I just bought Britney’s “Stages” DVD, a new official release that looked like it was going to be like Madonna’s “Truth Or Dare” – a real documentary where the camera captures what the performance artist deals with. I thought it was made as means of providing a safe and accurate peek into how she feels offstage. I thought she’d be sweating, talking, or otherwise dealing with life in some way.
I was wrong.
The cover of this product, a huge photo book, has a black and white of Britney from her chest down, back against a wall, with a phone in front of her, as if to seem anti-glamour. When I was trying to judge from the photo, I read it as “I’m sitting in a hotel hallway, beat and anticipating a phone call in my well worn, I’m-Like-You clothes.” Less than half way through the program, Britney walks out to one of the rooms in her suite…and proceeds to do a photo shoot of all of these “real life”, “practical” images. My heart broke, a little bit.
I watched in disbelief as they moved her hair around her shoulders for just-right-messiness. A plate was ready and sitting on the bed, so she could climb right on and pose as though it had really been where she was lounging, with breakfast half gone. Usually when you buy a Britney anything, you get exactly what you saw in the store; the outside is screaming “lights! Camera! Makeup!”. “Stages”, on the other hand, would have been better titled “Staged”. But determined to enjoy this broken promise, I put some gummi bears into my mouth and carried on.
What proceeded was paranoid blabber from the rich men in her company. If a fanatic tried to jump a fence, Mr.Kingshit made love to the camera like a big, bad ass from “Cops”. And you think Britney seems ditsy? Her crew is far worse, and, sadly, allowed to speak throughout the final cut of this project. What does Brit have to say, you ask? Beyond phone calls to her mom, “I love you momma, I love you so much” and “I’m so tired/I’m so excited”, not a whole hell of a lot.
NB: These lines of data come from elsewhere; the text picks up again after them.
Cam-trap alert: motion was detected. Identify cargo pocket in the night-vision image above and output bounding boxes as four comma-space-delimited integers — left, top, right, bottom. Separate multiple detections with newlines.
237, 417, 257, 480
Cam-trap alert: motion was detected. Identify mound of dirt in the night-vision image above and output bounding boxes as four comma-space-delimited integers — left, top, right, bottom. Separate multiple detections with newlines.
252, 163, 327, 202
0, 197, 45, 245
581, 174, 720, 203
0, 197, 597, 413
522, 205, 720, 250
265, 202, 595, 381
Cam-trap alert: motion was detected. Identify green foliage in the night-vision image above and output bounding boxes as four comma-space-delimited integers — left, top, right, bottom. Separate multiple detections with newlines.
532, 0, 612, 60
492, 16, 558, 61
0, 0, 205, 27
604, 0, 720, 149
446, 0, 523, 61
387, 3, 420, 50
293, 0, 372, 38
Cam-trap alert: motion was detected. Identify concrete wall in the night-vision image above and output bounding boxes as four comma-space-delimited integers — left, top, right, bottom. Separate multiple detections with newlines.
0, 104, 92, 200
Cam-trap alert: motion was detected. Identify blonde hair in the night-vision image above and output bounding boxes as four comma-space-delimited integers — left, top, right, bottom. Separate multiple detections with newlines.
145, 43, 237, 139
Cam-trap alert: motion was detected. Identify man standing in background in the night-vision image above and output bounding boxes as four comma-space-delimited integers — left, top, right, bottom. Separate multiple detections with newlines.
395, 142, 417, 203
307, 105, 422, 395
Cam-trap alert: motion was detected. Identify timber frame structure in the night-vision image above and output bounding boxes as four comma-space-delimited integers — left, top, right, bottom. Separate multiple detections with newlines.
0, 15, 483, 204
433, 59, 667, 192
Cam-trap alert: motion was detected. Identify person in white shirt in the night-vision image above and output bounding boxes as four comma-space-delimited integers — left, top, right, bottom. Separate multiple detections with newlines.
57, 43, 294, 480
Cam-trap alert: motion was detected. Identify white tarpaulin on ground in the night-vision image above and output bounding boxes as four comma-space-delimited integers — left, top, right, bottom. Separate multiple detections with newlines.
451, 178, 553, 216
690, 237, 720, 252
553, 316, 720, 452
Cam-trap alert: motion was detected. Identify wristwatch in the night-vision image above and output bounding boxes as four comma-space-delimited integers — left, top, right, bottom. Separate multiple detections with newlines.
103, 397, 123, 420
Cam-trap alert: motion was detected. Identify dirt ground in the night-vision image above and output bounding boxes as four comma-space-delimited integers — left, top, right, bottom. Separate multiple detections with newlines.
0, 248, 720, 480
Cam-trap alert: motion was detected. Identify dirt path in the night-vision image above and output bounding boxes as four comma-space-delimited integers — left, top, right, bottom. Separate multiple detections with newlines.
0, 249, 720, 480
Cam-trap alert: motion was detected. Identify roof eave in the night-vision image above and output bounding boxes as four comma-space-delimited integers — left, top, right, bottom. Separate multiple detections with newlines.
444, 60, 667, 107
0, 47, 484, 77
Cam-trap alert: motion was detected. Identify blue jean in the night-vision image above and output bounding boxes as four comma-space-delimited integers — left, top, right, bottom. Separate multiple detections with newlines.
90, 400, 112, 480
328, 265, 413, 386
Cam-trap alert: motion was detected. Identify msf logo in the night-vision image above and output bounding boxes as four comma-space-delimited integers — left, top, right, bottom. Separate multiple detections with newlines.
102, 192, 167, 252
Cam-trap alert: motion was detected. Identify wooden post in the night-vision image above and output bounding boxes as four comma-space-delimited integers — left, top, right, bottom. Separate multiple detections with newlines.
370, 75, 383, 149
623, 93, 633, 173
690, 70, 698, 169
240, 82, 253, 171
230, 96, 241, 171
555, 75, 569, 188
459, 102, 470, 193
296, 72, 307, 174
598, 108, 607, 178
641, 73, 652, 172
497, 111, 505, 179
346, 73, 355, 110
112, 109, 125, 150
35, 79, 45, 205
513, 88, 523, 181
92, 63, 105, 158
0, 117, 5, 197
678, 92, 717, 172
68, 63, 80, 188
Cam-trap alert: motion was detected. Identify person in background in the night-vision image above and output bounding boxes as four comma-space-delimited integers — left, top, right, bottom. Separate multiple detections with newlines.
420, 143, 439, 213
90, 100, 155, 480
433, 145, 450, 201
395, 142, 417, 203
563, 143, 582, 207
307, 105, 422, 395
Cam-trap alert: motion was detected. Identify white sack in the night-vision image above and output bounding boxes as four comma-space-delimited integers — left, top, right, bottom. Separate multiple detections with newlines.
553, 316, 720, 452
“’Why did you give your people the bird’, they kept askin, and I had to keep sayin’ that I’d already covered that!” she defended in an after-interview (where she was harassed “could you stand up and turn around for us” and badgered for personal answers). Did we, the fans who’d given her money to see something exclusive, get any answers that she was claiming had been already revealed? No, but we sure got her talking about how annoying repeating herself is. Apparently, if we weren’t there that day to hear her answer the first time, we’re shit out of luck.
The last half tries to excuse her canceled tour in Mexico due to excessive rain, but never really apologizes. All we get from the artist is her saying, “I had my rain shoes on for that one, and I still fell.” All tell and no show makes me wonder if anything’s true at this point.
The recurring theme of “she goes through so much and gives them everything – can’t she have anything to herself” was finally drilled into my brain and I understood that I would never get the intimate look that her marketing suggests. I was a fool for thinking that the world behind those brown eyes would ever be released to fans beyond a few “shits” she let slip, and it cost me $30 for this lesson. In temporary denial, I wondered, “Why would they release something like this for people like me to see? Don’t they realize that they’ve chosen to show the trick before the magic? So, is nothing there to see or is her reality still just a big secret?”
That mystery is one of the few things that haven’t been exploited, and I’m not sure if I want to know the truth, anymore. They’ve been feeding me glitter and hairspray for so long that a good helping of meat could seriously damage my system. Worse yet…I dare ask…what if this is the main course?